On s’était habitué au point de vivre mouillé des pieds à la tête. On ne se couvrait plus, ou à peine, pour n’avoir pas à supporter le poids de hardes trempées. Les méduses, ces sandales de plages en caoutchouc, faisaient fureur ; customisées il s’en trouvait de toutes couleurs et en toutes tailles. Je tenais de mon oncle, il avait été marin, un de ces pull-over bleu qu’on porte sur les bateaux — c’est une laine rêche aux mailles serrées, mouillée elle préserve la chaleur de la peau —, je l’avais porté tous les jours de la première année de ce déluge ; élimé je le conservais à présent comme une relique et sortais en chemise. On s’était habitué au point de s’attarder sur les bancs des jardins ; les terrasses se remplissaient, on y conversait et buvait. On y travaillait et fumait. Les parapluies casquette ou pince nez se vendaient comme des parapluies aux mois de la mousson. Submergées nos peaux devenaient peu à peu étanches et certaines dit-on se couvraient d’écailles. Des histoires circulaient ; on parlait de transmutation et de métamorphose : de nageoire caudale, de chondrichtyen, d’amphibies…
Je marche vers les quais disparus. Sous le ciel qui ruissèle les fleurs d’ornement semblent fondre. Je traverse le pont. Loin devant moi, sur l’île, j’aperçois la cime chancelante des arbres du petit square. Là bas, je le sais, quelqu’un m’attend. J’ai soudain de l’eau jusqu’aux cou. C’est un enfoncement de la chaussée où le courant s’engouffre. Un trou.

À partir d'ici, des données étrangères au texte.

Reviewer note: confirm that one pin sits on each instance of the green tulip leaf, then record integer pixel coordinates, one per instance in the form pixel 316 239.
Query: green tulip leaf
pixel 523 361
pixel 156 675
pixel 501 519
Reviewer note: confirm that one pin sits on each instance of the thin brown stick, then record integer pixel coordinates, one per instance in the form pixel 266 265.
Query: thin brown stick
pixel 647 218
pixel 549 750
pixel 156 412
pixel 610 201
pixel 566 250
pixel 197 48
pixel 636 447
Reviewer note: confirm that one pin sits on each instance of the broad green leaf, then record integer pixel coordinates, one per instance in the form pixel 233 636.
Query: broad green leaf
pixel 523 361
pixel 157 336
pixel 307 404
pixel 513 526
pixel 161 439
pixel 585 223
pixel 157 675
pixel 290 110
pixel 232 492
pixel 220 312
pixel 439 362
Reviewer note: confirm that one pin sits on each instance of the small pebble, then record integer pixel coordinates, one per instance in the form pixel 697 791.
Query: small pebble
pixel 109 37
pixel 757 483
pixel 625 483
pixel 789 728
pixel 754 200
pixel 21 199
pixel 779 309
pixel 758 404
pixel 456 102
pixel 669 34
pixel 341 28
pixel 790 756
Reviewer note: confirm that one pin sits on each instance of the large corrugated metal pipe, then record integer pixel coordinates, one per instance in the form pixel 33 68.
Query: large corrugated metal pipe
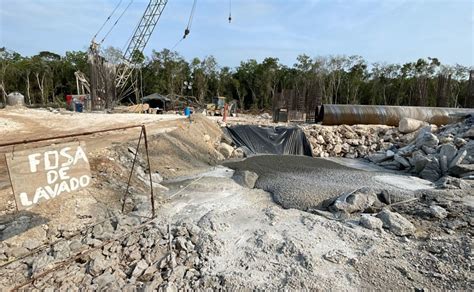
pixel 338 114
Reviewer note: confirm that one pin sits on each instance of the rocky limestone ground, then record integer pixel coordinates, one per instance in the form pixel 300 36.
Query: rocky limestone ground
pixel 214 230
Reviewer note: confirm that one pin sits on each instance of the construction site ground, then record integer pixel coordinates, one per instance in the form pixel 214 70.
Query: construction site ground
pixel 234 237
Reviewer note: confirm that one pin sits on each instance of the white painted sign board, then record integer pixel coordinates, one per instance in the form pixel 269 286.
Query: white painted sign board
pixel 42 174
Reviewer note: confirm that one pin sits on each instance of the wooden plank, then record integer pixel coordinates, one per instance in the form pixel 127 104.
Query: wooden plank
pixel 41 174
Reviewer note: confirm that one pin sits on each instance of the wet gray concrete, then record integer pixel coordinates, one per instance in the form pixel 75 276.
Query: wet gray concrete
pixel 304 182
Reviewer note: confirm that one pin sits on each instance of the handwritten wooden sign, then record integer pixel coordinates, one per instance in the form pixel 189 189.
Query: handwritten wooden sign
pixel 42 174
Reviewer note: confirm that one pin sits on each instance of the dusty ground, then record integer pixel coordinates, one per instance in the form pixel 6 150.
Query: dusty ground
pixel 243 240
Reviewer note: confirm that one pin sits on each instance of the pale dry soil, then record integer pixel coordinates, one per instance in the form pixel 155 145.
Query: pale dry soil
pixel 249 241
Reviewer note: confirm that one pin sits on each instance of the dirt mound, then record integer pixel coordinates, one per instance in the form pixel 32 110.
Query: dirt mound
pixel 188 149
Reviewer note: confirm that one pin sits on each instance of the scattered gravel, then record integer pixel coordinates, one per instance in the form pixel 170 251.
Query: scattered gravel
pixel 304 183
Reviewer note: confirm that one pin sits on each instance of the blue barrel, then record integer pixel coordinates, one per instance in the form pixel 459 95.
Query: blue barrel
pixel 187 111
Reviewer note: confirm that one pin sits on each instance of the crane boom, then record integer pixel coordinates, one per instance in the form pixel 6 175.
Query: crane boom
pixel 138 42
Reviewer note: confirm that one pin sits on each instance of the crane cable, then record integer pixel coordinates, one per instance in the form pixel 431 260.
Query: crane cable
pixel 230 11
pixel 188 27
pixel 118 19
pixel 107 20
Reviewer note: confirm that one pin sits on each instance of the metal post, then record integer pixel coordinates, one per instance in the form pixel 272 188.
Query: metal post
pixel 149 172
pixel 131 171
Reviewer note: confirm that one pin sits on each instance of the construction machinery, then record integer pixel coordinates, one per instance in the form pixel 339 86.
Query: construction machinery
pixel 110 83
pixel 219 105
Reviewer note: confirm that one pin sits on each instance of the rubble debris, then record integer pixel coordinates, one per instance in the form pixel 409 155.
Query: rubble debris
pixel 432 154
pixel 349 141
pixel 396 223
pixel 438 212
pixel 371 222
pixel 245 178
pixel 355 201
pixel 408 125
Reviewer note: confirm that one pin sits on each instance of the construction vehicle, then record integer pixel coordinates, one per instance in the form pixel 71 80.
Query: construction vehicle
pixel 109 83
pixel 218 105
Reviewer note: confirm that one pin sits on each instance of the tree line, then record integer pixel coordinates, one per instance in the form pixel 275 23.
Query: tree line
pixel 47 77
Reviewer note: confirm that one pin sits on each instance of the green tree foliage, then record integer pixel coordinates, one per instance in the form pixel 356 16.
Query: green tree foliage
pixel 47 77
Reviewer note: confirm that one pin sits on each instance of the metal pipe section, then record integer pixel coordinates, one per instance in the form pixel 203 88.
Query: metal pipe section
pixel 337 114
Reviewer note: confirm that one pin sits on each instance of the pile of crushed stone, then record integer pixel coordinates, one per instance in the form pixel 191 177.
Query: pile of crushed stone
pixel 305 183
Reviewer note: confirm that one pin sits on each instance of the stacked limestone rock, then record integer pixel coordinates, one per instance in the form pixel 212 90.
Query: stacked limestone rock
pixel 430 152
pixel 348 141
pixel 147 258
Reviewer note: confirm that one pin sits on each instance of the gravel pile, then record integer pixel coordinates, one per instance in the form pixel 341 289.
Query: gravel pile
pixel 304 183
pixel 125 255
pixel 348 141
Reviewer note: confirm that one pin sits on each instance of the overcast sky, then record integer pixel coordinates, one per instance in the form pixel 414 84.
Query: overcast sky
pixel 380 31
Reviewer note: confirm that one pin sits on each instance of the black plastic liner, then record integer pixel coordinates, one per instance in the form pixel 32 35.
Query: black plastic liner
pixel 270 140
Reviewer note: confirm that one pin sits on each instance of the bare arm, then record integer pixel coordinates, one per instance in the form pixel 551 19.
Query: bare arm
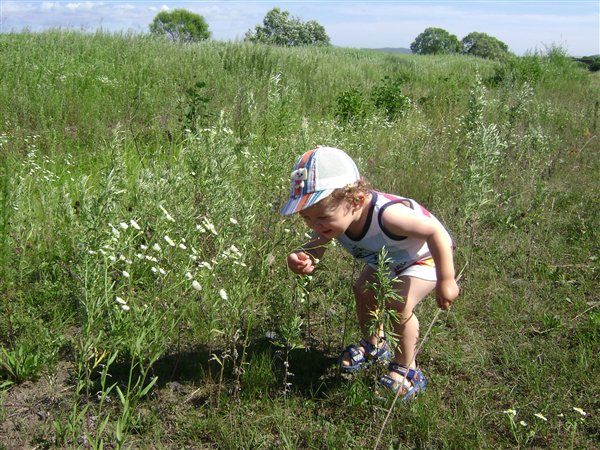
pixel 302 261
pixel 404 221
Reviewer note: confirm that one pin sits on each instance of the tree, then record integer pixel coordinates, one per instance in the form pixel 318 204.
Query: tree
pixel 180 25
pixel 484 46
pixel 279 28
pixel 435 41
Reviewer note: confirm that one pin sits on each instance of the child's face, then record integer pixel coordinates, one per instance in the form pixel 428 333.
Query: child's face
pixel 329 218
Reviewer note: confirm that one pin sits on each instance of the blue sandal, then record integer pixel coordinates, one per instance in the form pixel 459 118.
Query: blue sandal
pixel 414 377
pixel 360 360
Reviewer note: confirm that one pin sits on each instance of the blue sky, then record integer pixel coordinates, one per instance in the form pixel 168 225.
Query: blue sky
pixel 524 26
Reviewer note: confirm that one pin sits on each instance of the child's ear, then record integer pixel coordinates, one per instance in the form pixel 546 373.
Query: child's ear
pixel 359 200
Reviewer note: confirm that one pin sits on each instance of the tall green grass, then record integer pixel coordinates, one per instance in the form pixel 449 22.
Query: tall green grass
pixel 143 254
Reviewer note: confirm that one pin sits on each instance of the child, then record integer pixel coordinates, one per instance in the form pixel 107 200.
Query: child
pixel 336 203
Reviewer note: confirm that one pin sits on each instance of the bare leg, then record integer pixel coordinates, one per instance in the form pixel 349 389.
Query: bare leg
pixel 412 290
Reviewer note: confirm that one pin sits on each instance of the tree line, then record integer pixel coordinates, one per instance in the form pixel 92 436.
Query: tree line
pixel 280 28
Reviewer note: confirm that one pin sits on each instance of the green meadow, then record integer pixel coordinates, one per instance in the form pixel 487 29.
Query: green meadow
pixel 144 297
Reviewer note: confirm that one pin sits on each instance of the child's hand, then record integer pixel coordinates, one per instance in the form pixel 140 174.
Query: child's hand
pixel 300 263
pixel 446 291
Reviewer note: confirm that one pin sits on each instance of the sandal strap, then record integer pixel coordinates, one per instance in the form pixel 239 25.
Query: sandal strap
pixel 374 350
pixel 355 354
pixel 409 374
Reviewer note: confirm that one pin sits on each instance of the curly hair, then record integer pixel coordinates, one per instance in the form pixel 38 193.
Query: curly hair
pixel 350 192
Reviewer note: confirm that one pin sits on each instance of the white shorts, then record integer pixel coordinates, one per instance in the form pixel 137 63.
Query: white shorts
pixel 424 270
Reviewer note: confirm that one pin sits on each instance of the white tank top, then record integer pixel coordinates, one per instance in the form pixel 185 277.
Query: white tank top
pixel 402 251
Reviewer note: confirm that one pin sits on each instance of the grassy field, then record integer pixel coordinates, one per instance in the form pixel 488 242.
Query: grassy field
pixel 145 301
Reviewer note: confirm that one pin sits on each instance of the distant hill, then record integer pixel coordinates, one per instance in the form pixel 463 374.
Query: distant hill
pixel 394 50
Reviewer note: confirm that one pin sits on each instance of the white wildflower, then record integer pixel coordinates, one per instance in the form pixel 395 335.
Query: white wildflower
pixel 167 215
pixel 206 265
pixel 210 227
pixel 115 232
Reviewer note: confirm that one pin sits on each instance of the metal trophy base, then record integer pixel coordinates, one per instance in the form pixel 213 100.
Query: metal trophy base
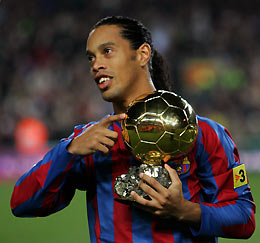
pixel 126 183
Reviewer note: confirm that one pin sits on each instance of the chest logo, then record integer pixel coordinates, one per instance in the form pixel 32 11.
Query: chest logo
pixel 239 176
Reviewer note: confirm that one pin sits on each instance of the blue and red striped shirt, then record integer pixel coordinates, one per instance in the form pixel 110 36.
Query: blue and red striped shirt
pixel 226 210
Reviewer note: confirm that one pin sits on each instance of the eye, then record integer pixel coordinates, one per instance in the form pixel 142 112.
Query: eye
pixel 107 50
pixel 91 58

Je brasse à contre-courant et me retrouve juchée sur un trottoir dans la main d’une statue, c’est chaud et presque sec, là je pourrais revisiter en rêve cette chambre où je couchais et l’enfant que j’étais. Ai-je dormi ? J’ouvre les yeux dans un paysage assourdi. Le bruit de la pluie s’est fondu à l’opalescence. Ivre de pluie je me redresse et me laisse glisser sur le trottoir. J’atteins le bout de l’ile à tâtons.
Le café du petit square est fermé. Derrière le vitrage c’est un ballet de tables et de chaises, un chapeau flotte et tourne en rond. Je me retourne. Sur le banc, sous l’arbre qui ruisselle, quelqu’un est couché : son bras pend. La pluie marque la gabardine. Des tâches de rouille et de lichen se sont formées, comme le gel ou la neige sur ces bâches qu’on laisse trop longtemps sur les fosses : Dominique ! — ma voix me surprend. Des mèches noircies d’eau lui collent au front. Je veux m’approcher, un vague pressentiment me retient. Mon ami repose devant moi et je reste impuissante. Alors dans l’étendue liquide où surnagent les pages d’un livre je me laisse glisser et je nage.

A propos de Nathalie Holt

Rêve de peinture. Quarante ans de scénographie plus loin, écrit pour lire et ne photographie pas que son lit.

7 commentaires à propos de “#40jours #11 | Déluge”

  1. merci pour ce rafraîchissement, à l’heure où on ne se souvient pas qu’il ait plu. 😉

  2. Merci Nathalie Holt pour cette nouvelle terrible où les eaux s’emparent de tout et où « le pire s’insinuait dans les esprits ». Elle emporte, nous naufrage avec le seul, ultime espoir de nous accrocher aux pages du livre qui surnagent. Merci Nathalie. Merci d’aller si loin toucher nos crânes.

  3. Quel récit puissant ! J’ai particulièrement aimé le passage où l’on se perd dans sa mémoire comme si la pluie avait aussi éliminé les repères affectifs.

  4. (que d’eau que d’eau…!) (je blague mais c’est formidable – je crains que Michel Pastoureau net’ait devancée pour le bleu, mais enfin…) (il y a un peu de Soleil vert là-dedans – j’adore – postapocalyptique)

  5. Bonjour Nathalie
    Tant de résignation devant cette pluie continuelle !
    Ton texte fait lever l’inquiétante étrangeté.…
    Merci pour ce beau moment de lecture !

  6. Oh, Nathalie, tu es vraiment douée dans tous les styles ! Hallucinant. Comme le personnage, tout prend l’eau, ça mouille, ça détrempe, et il avance, il s’adapte, tu fais de même en écriture… Tu te joues de toutes les contraintes avec brio. Tourner les talons et nager. Merci.